Ils soutiennent que :
- le dossier soumis à enquête publique était insuffisant en l'absence des avis des personnes publiques associées ;
- les emplacements réservés n° 4 et 11 sont incohérents et entachés d'erreur manifeste d'appréciation.
Par des mémoires en défense enregistrés les 1er mars 2021 et 3 janvier 2022, la commune de Guillestre, représentée par Me Rouanet, conclut au rejet de la requête et à ce que la somme de 2 500 euros soit mise à la charge des requérants en application des dispositions de l'article L. 761-1 du code de justice administrative.

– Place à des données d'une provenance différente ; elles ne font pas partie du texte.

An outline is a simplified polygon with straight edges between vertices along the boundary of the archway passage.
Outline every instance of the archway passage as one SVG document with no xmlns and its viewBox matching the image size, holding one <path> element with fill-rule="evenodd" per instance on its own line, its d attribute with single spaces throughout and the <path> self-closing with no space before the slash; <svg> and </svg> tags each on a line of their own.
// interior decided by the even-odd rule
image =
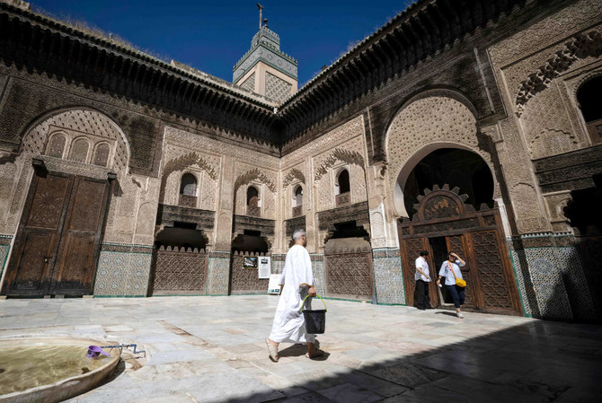
<svg viewBox="0 0 602 403">
<path fill-rule="evenodd" d="M 487 163 L 477 153 L 457 148 L 439 148 L 421 160 L 410 172 L 403 188 L 403 204 L 410 216 L 425 188 L 448 184 L 459 188 L 474 207 L 485 203 L 493 206 L 493 177 Z"/>
<path fill-rule="evenodd" d="M 268 254 L 270 246 L 260 231 L 244 230 L 232 241 L 230 293 L 265 293 L 269 279 L 259 278 L 259 259 Z"/>
<path fill-rule="evenodd" d="M 194 223 L 175 222 L 157 233 L 153 295 L 206 293 L 207 241 Z"/>
<path fill-rule="evenodd" d="M 466 261 L 463 268 L 466 287 L 465 307 L 485 311 L 520 314 L 520 301 L 509 253 L 501 231 L 497 207 L 483 205 L 477 211 L 465 204 L 466 195 L 457 188 L 433 187 L 419 197 L 412 221 L 398 224 L 402 267 L 408 304 L 414 303 L 415 259 L 429 251 L 430 277 L 435 279 L 447 251 L 455 251 Z M 431 304 L 446 304 L 445 295 L 430 283 Z"/>
<path fill-rule="evenodd" d="M 602 75 L 586 82 L 577 92 L 577 101 L 592 144 L 602 143 Z"/>
</svg>

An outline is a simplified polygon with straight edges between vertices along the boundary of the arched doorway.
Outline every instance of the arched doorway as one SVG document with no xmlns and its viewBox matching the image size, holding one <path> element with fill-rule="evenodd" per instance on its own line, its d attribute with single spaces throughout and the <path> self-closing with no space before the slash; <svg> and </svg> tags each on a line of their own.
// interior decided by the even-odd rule
<svg viewBox="0 0 602 403">
<path fill-rule="evenodd" d="M 123 132 L 98 111 L 52 111 L 31 125 L 16 158 L 14 190 L 0 194 L 22 206 L 3 294 L 93 293 L 115 180 L 128 160 Z"/>
<path fill-rule="evenodd" d="M 420 251 L 429 252 L 430 276 L 436 278 L 447 252 L 453 250 L 467 263 L 463 267 L 468 283 L 467 308 L 520 313 L 501 220 L 493 201 L 493 177 L 482 158 L 465 150 L 438 149 L 401 180 L 404 206 L 412 216 L 398 224 L 408 303 L 414 302 L 414 260 Z M 450 302 L 445 288 L 440 291 L 431 283 L 432 303 Z"/>
<path fill-rule="evenodd" d="M 206 293 L 208 238 L 197 224 L 174 222 L 173 227 L 157 233 L 155 240 L 152 294 Z"/>
<path fill-rule="evenodd" d="M 593 145 L 602 143 L 602 75 L 586 82 L 577 92 L 577 101 Z"/>
</svg>

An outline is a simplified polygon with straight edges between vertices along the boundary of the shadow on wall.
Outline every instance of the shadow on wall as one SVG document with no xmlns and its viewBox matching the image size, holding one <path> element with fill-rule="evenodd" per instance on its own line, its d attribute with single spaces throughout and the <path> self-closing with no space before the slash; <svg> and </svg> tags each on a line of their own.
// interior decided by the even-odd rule
<svg viewBox="0 0 602 403">
<path fill-rule="evenodd" d="M 450 319 L 445 311 L 437 313 L 441 315 L 425 321 L 425 337 L 429 329 L 441 328 L 449 329 L 450 339 L 456 334 L 465 335 L 456 318 Z M 474 320 L 481 322 L 481 329 L 491 323 L 484 315 Z M 343 354 L 335 353 L 338 341 L 359 346 L 366 343 L 366 336 L 359 333 L 357 339 L 338 340 L 337 332 L 329 333 L 327 328 L 323 338 L 328 337 L 329 343 L 323 342 L 322 348 L 332 352 L 320 360 L 346 369 L 291 374 L 287 372 L 290 364 L 268 363 L 273 376 L 283 379 L 281 383 L 292 381 L 295 386 L 222 401 L 539 402 L 596 401 L 601 396 L 602 363 L 598 352 L 602 351 L 602 328 L 598 325 L 536 320 L 489 334 L 475 330 L 482 336 L 424 351 L 424 346 L 404 338 L 405 323 L 400 320 L 394 325 L 400 329 L 395 338 Z M 301 356 L 305 352 L 296 346 L 282 349 L 283 356 Z M 390 353 L 402 357 L 375 362 L 384 353 L 383 357 L 391 356 Z"/>
</svg>

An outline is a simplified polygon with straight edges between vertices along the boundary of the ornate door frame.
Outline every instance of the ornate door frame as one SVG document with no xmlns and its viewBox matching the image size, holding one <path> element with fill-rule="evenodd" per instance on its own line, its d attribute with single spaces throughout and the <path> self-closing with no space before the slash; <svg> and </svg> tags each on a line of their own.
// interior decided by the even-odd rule
<svg viewBox="0 0 602 403">
<path fill-rule="evenodd" d="M 429 239 L 445 237 L 447 250 L 459 250 L 466 261 L 463 270 L 468 283 L 466 306 L 491 312 L 521 314 L 512 264 L 508 246 L 504 241 L 500 211 L 497 206 L 481 206 L 476 211 L 465 204 L 466 195 L 458 195 L 459 189 L 442 188 L 435 185 L 433 190 L 425 189 L 414 206 L 417 213 L 412 220 L 407 218 L 398 223 L 402 267 L 408 304 L 413 302 L 414 259 L 418 249 L 429 251 L 429 266 L 431 277 L 436 278 L 441 262 L 433 262 Z M 415 256 L 414 256 L 415 255 Z M 437 295 L 434 282 L 430 285 L 431 302 Z"/>
<path fill-rule="evenodd" d="M 91 294 L 115 174 L 99 180 L 49 171 L 42 160 L 32 164 L 2 294 Z"/>
</svg>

Elle fait valoir que les moyens soulevés ne sont pas fondés.
Par ordonnance du 17 août 2022, a été prononcée, en application des articles R. 613-1 et R. 613-3 du code de justice administrative, la clôture de l'instruction au 7 septembre 2022.
Vu les autres pièces du dossier.
Vu :
- le code de l'environnement,
- le code de l'urbanisme ;
- le code de justice administrative.
Les parties ont été régulièrement averties du jour de l'audience.
Ont été entendus au cours de l'audience publique :
- le rapport de Mme C,
- les conclusions de M. Argoud, rapporteur public ;
- les observations de Me Vincent pour les requérants.
Considérant ce qui suit :
1. Par délibération du 22 janvier 2020, le conseil municipal de la commune de Guillestre a approuvé le plan local d'urbanisme de la commune. Par un courrier du 10 avril 2020, le maire de la commune a rejeté le recours gracieux formé par M. et Mme D, propriétaires de parcelles sur le territoire de la commune. Ils demandent l'annulation de ces décisions.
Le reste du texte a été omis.